Réagissant à la lettre ouverte de l’intersyndicale (SNE, FSU, CGT, Unsa, FO) de la DREAL Bretagne, qui dénonce la « mutation dans l’intérêt du service » d’une agente experte du dossier nitrates, le directeur Éric Fisse affirme n’avoir subi aucune pression. « Je ne suis l’objet d’aucune pression ni de la part du corps préfectoral, ni d’un lobby agricole, ni de personne d’autre », déclare-t-il dans un mail adressé aux agents le 19 mars qu’Agra Presse a pu consulter. Il explique avoir demandé la mutation d’une « chef de division » à la suite « des difficultés récurrentes depuis deux ans qui n’ont pu trouver aucune issue favorable malgré les efforts collectifs entrepris » et « pour mettre un terme aux RPS (risques psychosociaux) documentés qui en résultent ». Il souligne également que cette mutation « n’est pas une sanction ».

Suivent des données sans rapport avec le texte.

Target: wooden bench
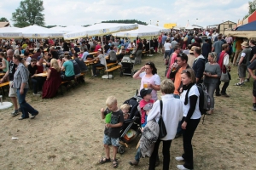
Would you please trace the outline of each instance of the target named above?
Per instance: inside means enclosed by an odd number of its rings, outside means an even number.
[[[4,96],[4,94],[4,94],[4,88],[9,87],[9,82],[3,82],[3,83],[0,84],[0,88],[2,90],[3,96]]]
[[[108,73],[111,73],[113,72],[113,71],[115,70],[118,70],[119,68],[121,68],[122,66],[120,65],[118,65],[116,66],[113,66],[113,67],[111,67],[110,69],[108,69],[106,70],[105,71],[108,72]],[[109,79],[109,76],[108,76],[108,79]],[[112,79],[113,79],[113,76],[112,76]]]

Dans sa lettre ouverte à la ministre de l’Agriculture, l’intersyndicale affirme que l’agente n’a « fait que défendre l’État de droit » concernant la réglementation sur les nitrates et que les risques psychosociaux identifiés dans son service sont dus au manque de moyens humains pour effectuer les missions. « Son engagement reflète celui de nombreux agents qui, faute de moyens, assument seuls des missions critiques : gestion des contentieux, rédaction des mémoires en défense, application des arrêtés… tout en subissant les attaques répétées des lobbies », indique l’intersyndicale.
Cette dernière a annoncé qu’elle demanderait une « enquête de service » et qu’elle engagerait « toutes les actions nécessaires » pour faire annuler la mutation. D’après un document annexe, l’agente travaille sur le sujet eau-agriculture « depuis une quinzaine d’années » et est censée partir à la retraite « dans 14 mois ».